Michael Koryta and Jeffrey David Greene offer “Calculating Route,” about a GPS that eventually takes its owners to abandoned land originally intended for real estate development before the market collapsed. Several fall victim to the strange machine before we find out what’s behind it. I was disappointed at such a mundane answer to the mystery.
“Sisters Before Misters” by Sarah Rees Brennan, Cassandra Clare and Holly Black is a tale of three witches, one of whom makes off with the trio’s single eye one day when she sees a fine hunk of man. This is clearly another story that is supposed to be funny, but falls short of the mark.

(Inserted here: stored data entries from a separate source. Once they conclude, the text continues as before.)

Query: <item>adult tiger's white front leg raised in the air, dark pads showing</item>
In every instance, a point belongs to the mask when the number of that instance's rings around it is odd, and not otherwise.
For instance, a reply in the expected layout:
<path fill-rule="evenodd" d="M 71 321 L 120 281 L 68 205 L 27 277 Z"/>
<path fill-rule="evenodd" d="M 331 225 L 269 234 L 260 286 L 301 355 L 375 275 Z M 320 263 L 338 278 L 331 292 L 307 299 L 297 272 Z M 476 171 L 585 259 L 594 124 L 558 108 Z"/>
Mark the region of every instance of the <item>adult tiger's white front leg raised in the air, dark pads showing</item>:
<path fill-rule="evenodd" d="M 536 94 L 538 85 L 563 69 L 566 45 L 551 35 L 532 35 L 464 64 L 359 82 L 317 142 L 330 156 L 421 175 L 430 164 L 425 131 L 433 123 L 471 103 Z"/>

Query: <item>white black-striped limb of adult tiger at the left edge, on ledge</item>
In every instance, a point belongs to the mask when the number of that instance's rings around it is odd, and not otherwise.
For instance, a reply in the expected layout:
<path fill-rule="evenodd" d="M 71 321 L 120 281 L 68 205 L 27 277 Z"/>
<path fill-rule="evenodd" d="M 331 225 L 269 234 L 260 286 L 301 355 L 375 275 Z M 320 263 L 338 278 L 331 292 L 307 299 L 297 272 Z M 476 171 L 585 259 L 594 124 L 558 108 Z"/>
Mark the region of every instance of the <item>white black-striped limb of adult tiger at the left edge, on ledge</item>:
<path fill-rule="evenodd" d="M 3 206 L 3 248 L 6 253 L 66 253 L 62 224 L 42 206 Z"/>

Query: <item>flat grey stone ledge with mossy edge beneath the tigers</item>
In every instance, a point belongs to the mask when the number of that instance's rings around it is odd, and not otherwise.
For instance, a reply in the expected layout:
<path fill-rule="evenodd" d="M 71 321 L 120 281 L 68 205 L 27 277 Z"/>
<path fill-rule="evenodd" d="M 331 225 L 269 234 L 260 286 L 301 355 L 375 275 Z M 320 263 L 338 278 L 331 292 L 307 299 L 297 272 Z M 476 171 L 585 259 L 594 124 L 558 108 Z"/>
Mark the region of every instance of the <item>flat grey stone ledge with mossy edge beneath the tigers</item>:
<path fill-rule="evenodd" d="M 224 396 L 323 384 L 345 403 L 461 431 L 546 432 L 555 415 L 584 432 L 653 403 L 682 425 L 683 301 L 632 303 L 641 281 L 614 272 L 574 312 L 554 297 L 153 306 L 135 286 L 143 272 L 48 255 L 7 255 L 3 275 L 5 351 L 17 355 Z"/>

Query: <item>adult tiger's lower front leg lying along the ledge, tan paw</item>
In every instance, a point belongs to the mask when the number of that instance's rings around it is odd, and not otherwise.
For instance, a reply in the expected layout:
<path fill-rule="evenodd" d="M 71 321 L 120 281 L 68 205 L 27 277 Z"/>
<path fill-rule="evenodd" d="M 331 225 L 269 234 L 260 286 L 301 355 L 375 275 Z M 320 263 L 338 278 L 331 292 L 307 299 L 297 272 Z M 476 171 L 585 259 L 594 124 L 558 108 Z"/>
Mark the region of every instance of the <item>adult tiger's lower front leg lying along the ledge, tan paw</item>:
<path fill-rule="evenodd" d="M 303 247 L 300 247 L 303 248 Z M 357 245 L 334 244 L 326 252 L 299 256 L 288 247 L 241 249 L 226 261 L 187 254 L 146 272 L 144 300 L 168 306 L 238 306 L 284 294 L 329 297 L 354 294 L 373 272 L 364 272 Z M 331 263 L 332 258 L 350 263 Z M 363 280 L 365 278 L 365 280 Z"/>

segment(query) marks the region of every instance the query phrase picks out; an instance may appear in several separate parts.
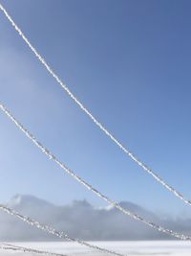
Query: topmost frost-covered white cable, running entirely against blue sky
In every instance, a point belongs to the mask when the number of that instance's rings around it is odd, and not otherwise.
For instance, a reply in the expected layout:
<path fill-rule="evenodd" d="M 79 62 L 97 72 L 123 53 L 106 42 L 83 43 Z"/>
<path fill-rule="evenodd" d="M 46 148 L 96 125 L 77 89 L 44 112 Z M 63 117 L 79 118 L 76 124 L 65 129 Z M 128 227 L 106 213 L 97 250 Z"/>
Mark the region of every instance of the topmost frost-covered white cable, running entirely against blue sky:
<path fill-rule="evenodd" d="M 36 58 L 39 59 L 39 61 L 45 66 L 45 68 L 48 70 L 48 72 L 53 76 L 55 81 L 57 81 L 61 87 L 67 92 L 67 94 L 73 99 L 74 103 L 78 105 L 82 111 L 84 111 L 89 118 L 96 124 L 98 128 L 100 128 L 117 146 L 120 148 L 121 151 L 125 152 L 126 155 L 128 155 L 133 161 L 135 161 L 138 166 L 140 166 L 144 171 L 146 171 L 149 175 L 152 175 L 162 186 L 164 186 L 167 190 L 172 192 L 177 198 L 180 198 L 185 203 L 191 205 L 191 200 L 185 198 L 178 190 L 176 190 L 174 187 L 169 185 L 162 177 L 160 177 L 157 173 L 155 173 L 151 168 L 149 168 L 146 164 L 144 164 L 141 160 L 138 159 L 138 156 L 136 156 L 132 151 L 130 151 L 128 148 L 124 147 L 122 143 L 117 140 L 117 138 L 107 129 L 105 128 L 92 114 L 92 112 L 83 105 L 72 93 L 72 91 L 69 89 L 69 87 L 55 74 L 52 67 L 48 64 L 48 62 L 43 58 L 38 51 L 32 46 L 29 39 L 24 35 L 24 33 L 21 31 L 21 29 L 16 25 L 16 23 L 11 18 L 11 15 L 6 11 L 6 9 L 0 4 L 0 10 L 6 15 L 8 20 L 11 22 L 11 25 L 13 28 L 17 31 L 17 33 L 23 38 L 23 40 L 27 43 L 27 45 L 32 50 L 32 53 L 35 55 Z"/>

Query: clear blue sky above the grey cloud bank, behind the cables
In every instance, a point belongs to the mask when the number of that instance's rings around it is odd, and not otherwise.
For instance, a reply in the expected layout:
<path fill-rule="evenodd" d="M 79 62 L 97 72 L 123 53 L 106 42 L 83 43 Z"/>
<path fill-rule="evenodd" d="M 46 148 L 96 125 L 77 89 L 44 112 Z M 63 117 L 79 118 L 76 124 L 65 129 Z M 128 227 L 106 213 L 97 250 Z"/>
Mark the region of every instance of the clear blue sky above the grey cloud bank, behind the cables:
<path fill-rule="evenodd" d="M 1 1 L 32 44 L 117 138 L 191 198 L 191 2 Z M 0 13 L 0 101 L 96 188 L 150 210 L 191 214 L 74 105 Z M 0 114 L 0 201 L 54 203 L 86 191 Z"/>

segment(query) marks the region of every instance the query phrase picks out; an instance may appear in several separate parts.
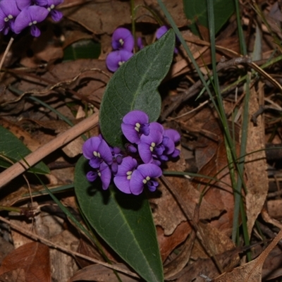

Allan Strand is dying of cancer in “Sins Like Scarlet” by Mark Morris and Rio Youers. He makes it through the days only with the help of liquid morphine, which he carries in a flask. He wants to make peace with his ex-wife before he dies; their marriage had not survived the murder of their only son, who was only seven years old. Allan moved to Canada following his son’s death, but now he is traveling back to England to see Holly, because he has something important to tell her. He moves through not only a fog of pain, but a miasma of self-pity that makes the reader impatient with him instead of sympathetic. It’s a fine trick to pull off, but the authors succeed in making Allan thoroughly dislikeable. Is it because the sin he has come to confess is so dark? It is a finely wrought story, making a strong conclusion to the anthology.
Terry, thanks for the in-depth review. Some of these sound like stand-outs.